The U.S. Army has chosen Bell to build a new aircraft that will replace the venerable UH-60 Black Hawk, which has been flying soldiers in combat since the 1970s.
Bell received a $232 million contract on Monday—the first installment of what could be a $7.1 billion deal for development and an initial batch of aircraft.
“It’s a chance to move to the next step in this vital program,” Doug Bush, the Army acquisition chief, said during a Monday evening call with reporters.
It’s a huge win that could be worth more than $70 billion for the Textron-owned company in the coming decades depending on how many aircraft are ordered by the Army and foreign militaries.
“For Textron, it is a generational win that rejuvenates Bell’s military franchise,” Cowen analyst Roman Schweizer wrote in an Oct. 12 note to investors.
Bell, which pitched the V-280, a tiltrotor aircraft similar to the V-22 Osprey, beat a Sikorsky-Boeing team that had proposed a coaxial helicopter, which uses two stack rotors that spin in opposite directions providing more stability than traditional helicopters.

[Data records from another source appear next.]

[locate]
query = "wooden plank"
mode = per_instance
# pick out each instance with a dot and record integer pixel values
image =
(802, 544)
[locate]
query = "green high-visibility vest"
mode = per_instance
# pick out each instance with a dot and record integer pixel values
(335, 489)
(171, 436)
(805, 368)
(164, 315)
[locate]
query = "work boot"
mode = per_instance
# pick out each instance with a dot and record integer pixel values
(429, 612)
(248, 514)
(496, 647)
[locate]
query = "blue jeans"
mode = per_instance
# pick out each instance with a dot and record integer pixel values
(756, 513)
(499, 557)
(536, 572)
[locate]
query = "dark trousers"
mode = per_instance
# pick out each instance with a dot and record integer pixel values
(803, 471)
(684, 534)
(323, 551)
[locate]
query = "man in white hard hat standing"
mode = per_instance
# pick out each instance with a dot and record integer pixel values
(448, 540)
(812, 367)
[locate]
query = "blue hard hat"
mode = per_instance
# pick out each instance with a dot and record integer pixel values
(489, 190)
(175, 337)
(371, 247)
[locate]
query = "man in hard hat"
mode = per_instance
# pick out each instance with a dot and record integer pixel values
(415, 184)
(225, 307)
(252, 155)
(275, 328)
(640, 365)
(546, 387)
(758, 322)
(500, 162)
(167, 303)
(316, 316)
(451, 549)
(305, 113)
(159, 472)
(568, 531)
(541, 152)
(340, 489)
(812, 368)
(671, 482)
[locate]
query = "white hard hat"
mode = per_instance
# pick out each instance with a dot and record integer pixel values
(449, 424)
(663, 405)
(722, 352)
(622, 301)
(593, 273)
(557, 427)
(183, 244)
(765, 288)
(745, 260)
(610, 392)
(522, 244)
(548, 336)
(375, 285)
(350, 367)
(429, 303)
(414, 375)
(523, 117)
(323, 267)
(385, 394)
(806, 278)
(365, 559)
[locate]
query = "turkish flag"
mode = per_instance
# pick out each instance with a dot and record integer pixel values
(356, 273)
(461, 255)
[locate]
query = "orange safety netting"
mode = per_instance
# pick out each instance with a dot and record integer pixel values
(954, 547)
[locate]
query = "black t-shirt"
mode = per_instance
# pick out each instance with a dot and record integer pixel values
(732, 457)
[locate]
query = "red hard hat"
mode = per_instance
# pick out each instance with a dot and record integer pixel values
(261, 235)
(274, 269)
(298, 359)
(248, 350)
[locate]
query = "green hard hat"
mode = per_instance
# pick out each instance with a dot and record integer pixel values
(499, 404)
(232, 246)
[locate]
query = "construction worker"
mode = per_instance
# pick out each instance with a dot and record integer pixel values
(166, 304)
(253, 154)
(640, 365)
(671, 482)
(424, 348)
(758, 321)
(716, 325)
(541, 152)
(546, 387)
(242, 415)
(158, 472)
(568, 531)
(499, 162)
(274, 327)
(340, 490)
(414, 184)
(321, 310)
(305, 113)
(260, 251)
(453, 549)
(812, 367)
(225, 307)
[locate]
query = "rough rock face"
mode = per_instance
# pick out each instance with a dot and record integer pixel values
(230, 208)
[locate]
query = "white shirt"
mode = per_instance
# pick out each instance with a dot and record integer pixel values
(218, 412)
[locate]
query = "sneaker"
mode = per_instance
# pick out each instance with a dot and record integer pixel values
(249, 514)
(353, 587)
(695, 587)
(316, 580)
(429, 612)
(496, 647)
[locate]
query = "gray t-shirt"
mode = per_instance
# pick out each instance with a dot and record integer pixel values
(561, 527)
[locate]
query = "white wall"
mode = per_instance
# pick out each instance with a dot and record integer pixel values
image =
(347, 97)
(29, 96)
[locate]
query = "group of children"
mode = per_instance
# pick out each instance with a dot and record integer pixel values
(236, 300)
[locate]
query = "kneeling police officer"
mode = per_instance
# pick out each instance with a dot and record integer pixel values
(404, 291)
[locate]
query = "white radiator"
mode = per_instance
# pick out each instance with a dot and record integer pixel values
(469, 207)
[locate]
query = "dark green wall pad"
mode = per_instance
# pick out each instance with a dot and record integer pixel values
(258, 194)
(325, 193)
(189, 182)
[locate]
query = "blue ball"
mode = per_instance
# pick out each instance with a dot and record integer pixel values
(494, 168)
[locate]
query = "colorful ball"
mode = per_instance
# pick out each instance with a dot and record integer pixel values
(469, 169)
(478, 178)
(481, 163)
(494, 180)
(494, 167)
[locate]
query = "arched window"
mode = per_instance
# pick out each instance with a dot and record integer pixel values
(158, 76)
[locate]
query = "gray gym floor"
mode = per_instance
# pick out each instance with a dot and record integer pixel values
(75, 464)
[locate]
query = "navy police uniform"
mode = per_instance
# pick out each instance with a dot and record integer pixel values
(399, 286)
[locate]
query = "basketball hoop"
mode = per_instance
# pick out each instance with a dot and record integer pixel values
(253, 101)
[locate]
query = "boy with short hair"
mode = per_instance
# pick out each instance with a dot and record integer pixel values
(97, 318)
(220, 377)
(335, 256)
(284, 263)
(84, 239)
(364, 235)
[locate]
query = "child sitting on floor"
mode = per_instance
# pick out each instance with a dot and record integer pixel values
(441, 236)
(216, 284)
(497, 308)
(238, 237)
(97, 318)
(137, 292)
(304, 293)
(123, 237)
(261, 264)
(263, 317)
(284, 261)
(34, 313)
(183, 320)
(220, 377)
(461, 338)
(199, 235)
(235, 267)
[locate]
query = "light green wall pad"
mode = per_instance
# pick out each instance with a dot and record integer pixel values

The tiltrotor can takeoff and land vertically like a helicopter, but rotate its propellers forward allowing it to fly at fixed-wing aircraft speeds.
“The V-280’s unmatched combination of proven tiltrotor technology coupled with innovative digital engineering and an open architecture offers the Army outstanding operational versatility for its vertical lift fleet,” Bell said in an emailed statement.